On August 15, 1939, the Cardinals held "Terry Moore Day" at Sportsman's Park with a 7-6 ten inning win over the visiting Chicago Cubs. Before the game the Cardinals centerfielder was given a handful of gifts, that included a 20-gauge shotgun, a hunting dog, some hunting and fishing apparel, as well as a gold pin and some coupon for free shaves at a local barber. Once the game got going he rewarded those who rewarded him by going 3 for 5 with an RBI and two runs scored.
The Cardinals were up 6-4 headed into the eighth, before watching the Cubs inch closer with a run in that inning, then they tied it in the ninth. The late inning rally simply set up a thrilling finish for the Birds in the tenth. Jack Russell had pitched two scoreless innings for the Baby Bears before handing the ball to a familiar name in Dizzy Dean in the tenth. The first man Dean faced was the hot hitting Moore who singled. The base knock was followed by what was supposed to be a simple sacrifice by Don Gutteridge, but the Cubs first baseman Rip Russell overthrew second base trying to gun Moore down, which moved him 90 more feet over to third. Moments later, Cardinals pitcher Bob Bowman singled off of Dean, and Moore came into score the winning run.
The RBI was the first of Bowman's short big league career. The '39 season was his rookie season, and he showed great promise by going 13-5 with an E.R.A. of 2.60. However, is record fell off to 7-5 in 1940, and his E.R.A. ballooned to 4.33. The club sold him to the New York Giants in December of that year. He struggled in 1941, which led to a shift to those Cubs he help beat on Terry Moore Day in 1939. Bowman appeared in just one game for the Cubbies before his days on the big league diamond came to an end. Over the course of the four years he had recorded 26 wins and dropped 17 decisions. His career batting line included a light .153 average, and four RBIs. I like to think that game winning RBI that came against Dizzy Dean was one he talked about for many years to come.

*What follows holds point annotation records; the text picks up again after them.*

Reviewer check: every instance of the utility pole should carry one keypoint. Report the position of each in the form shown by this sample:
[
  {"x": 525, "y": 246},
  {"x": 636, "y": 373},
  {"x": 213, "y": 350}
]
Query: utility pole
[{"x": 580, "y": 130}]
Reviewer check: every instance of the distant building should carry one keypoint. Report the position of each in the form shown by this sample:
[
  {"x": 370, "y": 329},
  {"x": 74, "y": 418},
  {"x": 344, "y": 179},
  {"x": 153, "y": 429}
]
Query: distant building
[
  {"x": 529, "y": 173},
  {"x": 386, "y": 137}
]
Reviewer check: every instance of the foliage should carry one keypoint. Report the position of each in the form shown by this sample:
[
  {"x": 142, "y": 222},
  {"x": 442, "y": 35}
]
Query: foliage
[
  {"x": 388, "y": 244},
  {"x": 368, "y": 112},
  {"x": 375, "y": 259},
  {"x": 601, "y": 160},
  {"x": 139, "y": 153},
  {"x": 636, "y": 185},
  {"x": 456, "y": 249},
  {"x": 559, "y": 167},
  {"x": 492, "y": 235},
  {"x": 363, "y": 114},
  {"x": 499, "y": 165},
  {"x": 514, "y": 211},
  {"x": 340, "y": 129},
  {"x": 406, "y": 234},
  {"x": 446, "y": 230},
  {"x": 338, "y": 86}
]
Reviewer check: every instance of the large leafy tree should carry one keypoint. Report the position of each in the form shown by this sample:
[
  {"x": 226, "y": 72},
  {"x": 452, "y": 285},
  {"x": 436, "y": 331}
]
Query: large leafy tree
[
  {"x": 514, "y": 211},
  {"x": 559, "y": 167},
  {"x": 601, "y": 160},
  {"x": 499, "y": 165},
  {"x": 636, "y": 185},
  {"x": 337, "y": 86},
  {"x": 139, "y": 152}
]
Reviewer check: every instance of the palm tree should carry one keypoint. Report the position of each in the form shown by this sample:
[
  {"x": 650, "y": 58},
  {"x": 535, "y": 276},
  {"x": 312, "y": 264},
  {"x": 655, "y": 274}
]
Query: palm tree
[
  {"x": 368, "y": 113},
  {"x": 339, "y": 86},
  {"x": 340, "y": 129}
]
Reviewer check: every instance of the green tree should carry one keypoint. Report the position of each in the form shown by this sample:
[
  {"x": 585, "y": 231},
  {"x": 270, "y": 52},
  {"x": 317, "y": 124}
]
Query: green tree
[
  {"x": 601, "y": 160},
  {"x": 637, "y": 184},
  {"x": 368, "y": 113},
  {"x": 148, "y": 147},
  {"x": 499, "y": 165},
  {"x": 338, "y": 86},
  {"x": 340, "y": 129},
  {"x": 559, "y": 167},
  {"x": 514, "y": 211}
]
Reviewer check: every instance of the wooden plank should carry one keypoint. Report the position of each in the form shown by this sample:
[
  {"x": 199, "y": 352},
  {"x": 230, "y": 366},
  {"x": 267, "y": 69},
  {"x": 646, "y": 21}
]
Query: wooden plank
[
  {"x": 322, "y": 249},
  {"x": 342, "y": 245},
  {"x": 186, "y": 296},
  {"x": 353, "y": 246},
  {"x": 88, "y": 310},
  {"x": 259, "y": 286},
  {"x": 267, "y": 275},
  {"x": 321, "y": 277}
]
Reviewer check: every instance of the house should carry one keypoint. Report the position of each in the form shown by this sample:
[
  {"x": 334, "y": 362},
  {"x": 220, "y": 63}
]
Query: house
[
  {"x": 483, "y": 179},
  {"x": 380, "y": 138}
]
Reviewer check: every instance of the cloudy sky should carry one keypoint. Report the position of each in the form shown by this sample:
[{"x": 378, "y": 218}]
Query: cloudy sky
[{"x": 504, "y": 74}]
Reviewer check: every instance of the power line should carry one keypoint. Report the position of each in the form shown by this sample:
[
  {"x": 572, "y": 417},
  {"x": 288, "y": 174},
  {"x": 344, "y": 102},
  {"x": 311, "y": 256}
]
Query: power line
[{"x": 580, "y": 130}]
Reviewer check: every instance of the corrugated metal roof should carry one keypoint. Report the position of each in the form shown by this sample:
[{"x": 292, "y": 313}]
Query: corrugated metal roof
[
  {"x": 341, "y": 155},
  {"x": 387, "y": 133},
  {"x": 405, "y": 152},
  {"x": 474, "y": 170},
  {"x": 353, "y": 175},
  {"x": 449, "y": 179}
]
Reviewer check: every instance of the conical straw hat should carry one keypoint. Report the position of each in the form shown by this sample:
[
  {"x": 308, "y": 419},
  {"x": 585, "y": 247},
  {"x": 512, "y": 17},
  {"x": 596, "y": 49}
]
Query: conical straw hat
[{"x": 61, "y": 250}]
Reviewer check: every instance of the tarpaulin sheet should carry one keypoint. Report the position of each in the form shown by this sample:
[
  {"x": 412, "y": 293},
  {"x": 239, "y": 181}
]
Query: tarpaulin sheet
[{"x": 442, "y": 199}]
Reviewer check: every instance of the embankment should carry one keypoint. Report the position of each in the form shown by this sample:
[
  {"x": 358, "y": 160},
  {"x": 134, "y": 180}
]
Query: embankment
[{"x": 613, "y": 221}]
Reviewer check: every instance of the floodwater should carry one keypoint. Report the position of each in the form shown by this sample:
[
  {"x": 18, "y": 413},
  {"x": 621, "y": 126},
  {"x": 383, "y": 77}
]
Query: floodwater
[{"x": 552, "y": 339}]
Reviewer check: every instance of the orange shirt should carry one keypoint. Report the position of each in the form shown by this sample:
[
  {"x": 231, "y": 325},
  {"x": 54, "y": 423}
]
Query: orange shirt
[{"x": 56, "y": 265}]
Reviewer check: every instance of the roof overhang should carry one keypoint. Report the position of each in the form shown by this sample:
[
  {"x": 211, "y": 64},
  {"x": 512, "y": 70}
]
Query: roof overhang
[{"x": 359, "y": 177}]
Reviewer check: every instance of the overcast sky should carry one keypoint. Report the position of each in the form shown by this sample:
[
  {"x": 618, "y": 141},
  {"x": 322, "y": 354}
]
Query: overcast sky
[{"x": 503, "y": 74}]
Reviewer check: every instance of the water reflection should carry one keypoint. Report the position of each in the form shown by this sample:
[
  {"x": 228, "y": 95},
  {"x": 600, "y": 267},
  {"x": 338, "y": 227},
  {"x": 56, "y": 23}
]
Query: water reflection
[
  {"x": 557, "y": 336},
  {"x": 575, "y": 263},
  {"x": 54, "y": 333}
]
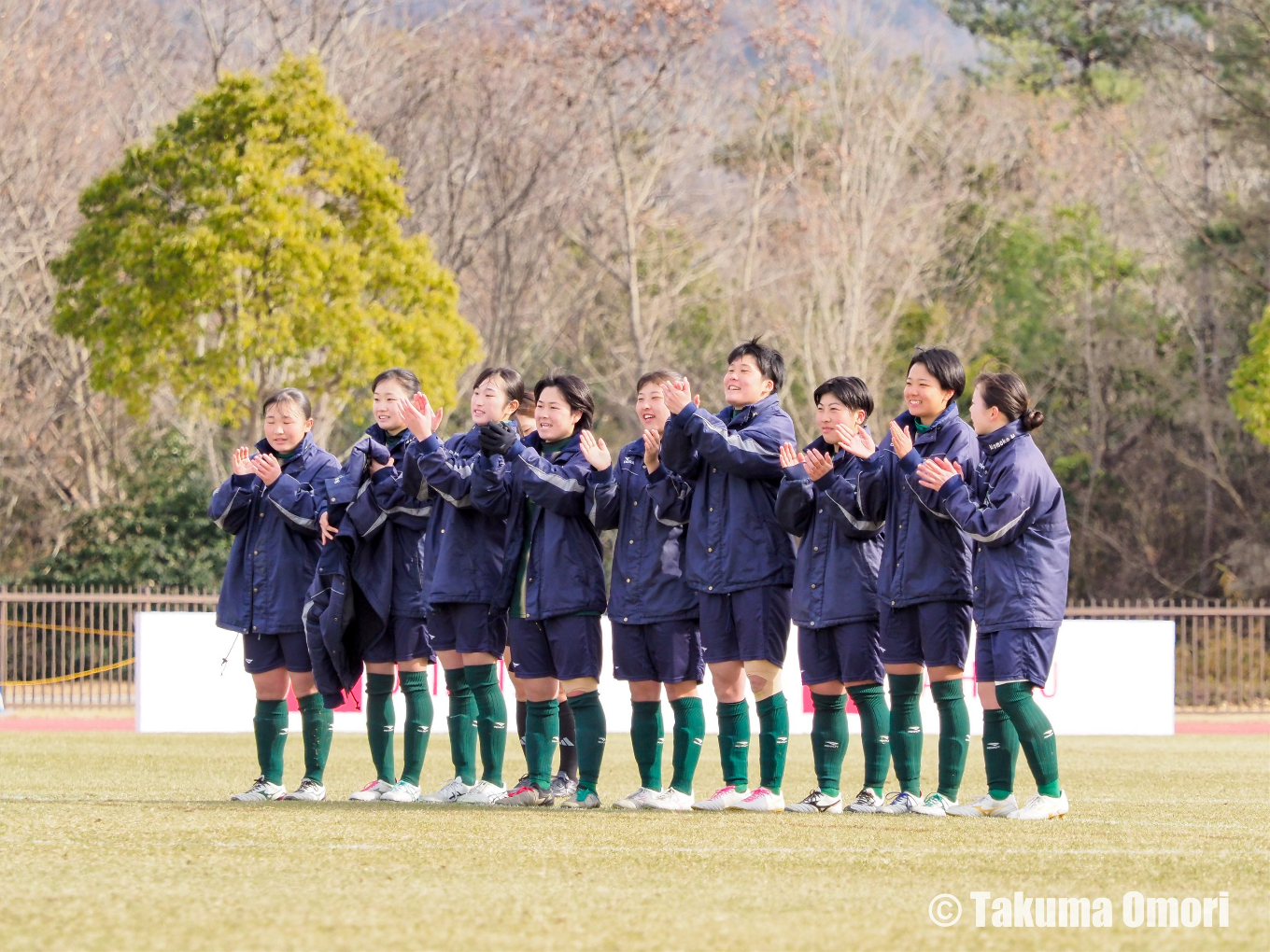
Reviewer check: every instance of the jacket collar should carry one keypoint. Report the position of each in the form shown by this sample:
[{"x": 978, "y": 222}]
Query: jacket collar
[
  {"x": 997, "y": 440},
  {"x": 303, "y": 452},
  {"x": 944, "y": 419},
  {"x": 569, "y": 450},
  {"x": 736, "y": 419}
]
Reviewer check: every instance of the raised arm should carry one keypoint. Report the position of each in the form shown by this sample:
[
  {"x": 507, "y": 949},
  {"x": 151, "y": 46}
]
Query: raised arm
[
  {"x": 297, "y": 501},
  {"x": 751, "y": 454},
  {"x": 561, "y": 489}
]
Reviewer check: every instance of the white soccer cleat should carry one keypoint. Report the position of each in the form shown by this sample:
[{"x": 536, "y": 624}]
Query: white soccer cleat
[
  {"x": 761, "y": 801},
  {"x": 307, "y": 790},
  {"x": 483, "y": 793},
  {"x": 373, "y": 791},
  {"x": 402, "y": 792},
  {"x": 670, "y": 800},
  {"x": 634, "y": 801},
  {"x": 448, "y": 793},
  {"x": 899, "y": 804},
  {"x": 817, "y": 803},
  {"x": 1041, "y": 807},
  {"x": 984, "y": 806},
  {"x": 865, "y": 803},
  {"x": 934, "y": 805},
  {"x": 720, "y": 800},
  {"x": 261, "y": 790}
]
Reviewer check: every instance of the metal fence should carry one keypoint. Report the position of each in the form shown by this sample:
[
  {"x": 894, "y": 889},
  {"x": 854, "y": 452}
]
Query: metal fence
[
  {"x": 1221, "y": 649},
  {"x": 75, "y": 648}
]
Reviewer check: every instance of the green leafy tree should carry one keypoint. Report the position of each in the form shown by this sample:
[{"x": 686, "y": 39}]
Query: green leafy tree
[
  {"x": 156, "y": 536},
  {"x": 257, "y": 243},
  {"x": 1055, "y": 42}
]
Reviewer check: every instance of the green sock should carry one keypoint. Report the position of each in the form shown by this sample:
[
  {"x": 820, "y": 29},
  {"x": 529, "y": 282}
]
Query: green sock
[
  {"x": 542, "y": 735},
  {"x": 954, "y": 734},
  {"x": 690, "y": 732},
  {"x": 418, "y": 723},
  {"x": 462, "y": 725},
  {"x": 1000, "y": 753},
  {"x": 318, "y": 726},
  {"x": 906, "y": 730},
  {"x": 773, "y": 740},
  {"x": 646, "y": 741},
  {"x": 271, "y": 737},
  {"x": 828, "y": 740},
  {"x": 492, "y": 721},
  {"x": 380, "y": 722},
  {"x": 592, "y": 734},
  {"x": 1036, "y": 734},
  {"x": 870, "y": 700},
  {"x": 734, "y": 744}
]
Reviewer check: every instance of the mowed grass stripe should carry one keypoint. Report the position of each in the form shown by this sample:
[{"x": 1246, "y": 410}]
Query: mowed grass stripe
[{"x": 127, "y": 842}]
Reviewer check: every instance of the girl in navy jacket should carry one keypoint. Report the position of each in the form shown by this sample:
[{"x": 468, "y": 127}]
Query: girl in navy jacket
[
  {"x": 553, "y": 579},
  {"x": 656, "y": 638},
  {"x": 836, "y": 596},
  {"x": 465, "y": 563},
  {"x": 1011, "y": 508},
  {"x": 268, "y": 507},
  {"x": 924, "y": 582},
  {"x": 392, "y": 513}
]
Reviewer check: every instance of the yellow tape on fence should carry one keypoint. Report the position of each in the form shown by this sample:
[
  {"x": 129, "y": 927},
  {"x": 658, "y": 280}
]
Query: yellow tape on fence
[
  {"x": 48, "y": 626},
  {"x": 67, "y": 677}
]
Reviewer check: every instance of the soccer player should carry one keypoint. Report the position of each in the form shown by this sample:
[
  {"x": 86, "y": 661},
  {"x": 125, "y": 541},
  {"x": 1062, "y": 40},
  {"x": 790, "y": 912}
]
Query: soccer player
[
  {"x": 553, "y": 581},
  {"x": 1012, "y": 510},
  {"x": 402, "y": 651},
  {"x": 268, "y": 507},
  {"x": 740, "y": 560},
  {"x": 924, "y": 582},
  {"x": 836, "y": 595},
  {"x": 464, "y": 565},
  {"x": 656, "y": 638}
]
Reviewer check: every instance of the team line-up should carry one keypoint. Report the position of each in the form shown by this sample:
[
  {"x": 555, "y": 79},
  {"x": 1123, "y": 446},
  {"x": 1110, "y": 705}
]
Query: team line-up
[{"x": 487, "y": 546}]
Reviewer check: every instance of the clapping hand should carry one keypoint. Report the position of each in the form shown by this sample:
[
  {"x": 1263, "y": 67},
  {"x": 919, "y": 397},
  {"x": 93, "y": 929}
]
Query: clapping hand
[
  {"x": 652, "y": 450},
  {"x": 325, "y": 528},
  {"x": 420, "y": 418},
  {"x": 595, "y": 450},
  {"x": 267, "y": 468},
  {"x": 900, "y": 440},
  {"x": 857, "y": 443},
  {"x": 242, "y": 461},
  {"x": 937, "y": 471}
]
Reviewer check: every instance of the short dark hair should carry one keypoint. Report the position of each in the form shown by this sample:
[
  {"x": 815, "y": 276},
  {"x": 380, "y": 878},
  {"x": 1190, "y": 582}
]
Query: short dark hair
[
  {"x": 289, "y": 395},
  {"x": 511, "y": 378},
  {"x": 851, "y": 391},
  {"x": 577, "y": 394},
  {"x": 944, "y": 366},
  {"x": 769, "y": 362},
  {"x": 662, "y": 376},
  {"x": 402, "y": 376},
  {"x": 1009, "y": 394}
]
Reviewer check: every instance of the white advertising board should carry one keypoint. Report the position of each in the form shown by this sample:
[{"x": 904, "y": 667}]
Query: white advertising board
[{"x": 183, "y": 686}]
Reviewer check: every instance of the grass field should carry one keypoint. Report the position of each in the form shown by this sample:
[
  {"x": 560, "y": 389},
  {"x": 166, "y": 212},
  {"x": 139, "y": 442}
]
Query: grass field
[{"x": 122, "y": 841}]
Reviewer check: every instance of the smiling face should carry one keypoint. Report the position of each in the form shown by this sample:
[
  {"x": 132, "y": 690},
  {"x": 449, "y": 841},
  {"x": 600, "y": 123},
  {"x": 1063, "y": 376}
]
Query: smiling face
[
  {"x": 744, "y": 384},
  {"x": 490, "y": 404},
  {"x": 285, "y": 426},
  {"x": 554, "y": 416},
  {"x": 831, "y": 412},
  {"x": 387, "y": 406},
  {"x": 986, "y": 419},
  {"x": 651, "y": 408},
  {"x": 924, "y": 397}
]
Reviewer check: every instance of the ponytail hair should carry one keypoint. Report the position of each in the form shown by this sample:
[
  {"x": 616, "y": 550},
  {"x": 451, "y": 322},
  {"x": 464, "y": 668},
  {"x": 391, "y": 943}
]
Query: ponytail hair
[{"x": 1009, "y": 394}]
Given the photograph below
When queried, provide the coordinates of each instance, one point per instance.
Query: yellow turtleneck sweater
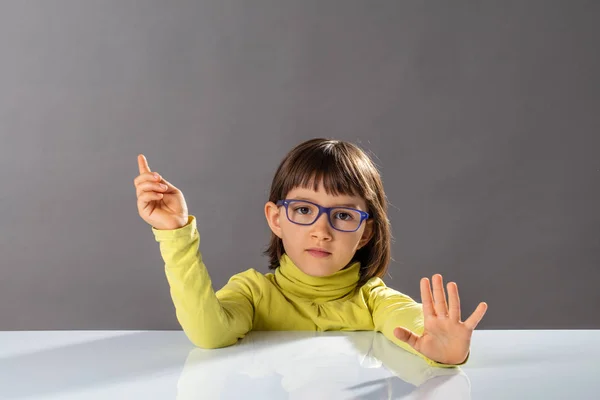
(288, 299)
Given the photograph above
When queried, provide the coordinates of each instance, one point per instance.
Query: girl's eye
(344, 216)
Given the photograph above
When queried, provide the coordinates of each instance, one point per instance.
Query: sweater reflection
(316, 365)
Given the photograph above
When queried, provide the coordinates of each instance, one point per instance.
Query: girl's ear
(272, 214)
(367, 234)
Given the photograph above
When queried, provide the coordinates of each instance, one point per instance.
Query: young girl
(329, 248)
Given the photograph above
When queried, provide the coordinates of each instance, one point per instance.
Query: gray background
(483, 117)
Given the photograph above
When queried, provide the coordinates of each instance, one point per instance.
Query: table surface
(504, 364)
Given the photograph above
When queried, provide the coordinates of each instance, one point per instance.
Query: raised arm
(209, 319)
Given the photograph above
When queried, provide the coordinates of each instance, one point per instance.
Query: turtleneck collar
(319, 289)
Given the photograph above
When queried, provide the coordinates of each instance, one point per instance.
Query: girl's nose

Moore could arguably considered one of the most underrated Cardinals players of all time. I would like to see the club honor the former Redbird with a "Terry Moore Day" today. I think since this generation never got to watch him play his days on the diamond might be forgotten to some degree. He found himself on as a member of the defending champion Cardinals in 1935. While Moore missed out on the championship season of the year before, he did help the club win the World Series in 1942. He like many of the men across the ranks of Major League Baseball served his country during World War II. His service began in 1943 when he was 30 years old and in his prime. He returned to the club in 1946 and helped the club win the big prize once again.
Moore's days on the diamond ended after the 1948 season. The four time All Star was solid hitter who carried a career .280 average that knocked in 513 runs. He was often overshadowed in that St. Louis outfield by Enos Slaughter and Stan Musial who manned each of the corners. With that said those who were in the Cardinals locker room had such great respect for his leadership and his great play in the field that they called him "Captain Terry." Speaking of that great play in the field, some said that only Willie Mays and Tris Speaker could cover more ground than St. Louis' Terry Moore. If the Gold Glove award had existed he would have had a shelf full of them. He was a true student of the game who was always looking to improve, and he was one of those guys who made the men who stood around him better.
Before Jim Edmonds, Willie McGee, or Curt Flood, there was man named Terry Moore who patrolled centerfield for the Cardinals. He was truly one of the greats, and if his name appears on the balloting for selection into the Cardinals Hall of Fame next season I hope that the fans click on his name. From my perspective there are a handful of players that should have been inducted immediately Terry Moore and Ted Simmons are on top of that list.That is simply an opinion, but it is an opinion I stand by with conviction. The tale of "Terry Moore Day" that happened 75 years ago today is simply the tip of the iceberg when it comes to what he did as a Cardinal. His name is one that each and every Cardinal fan should know.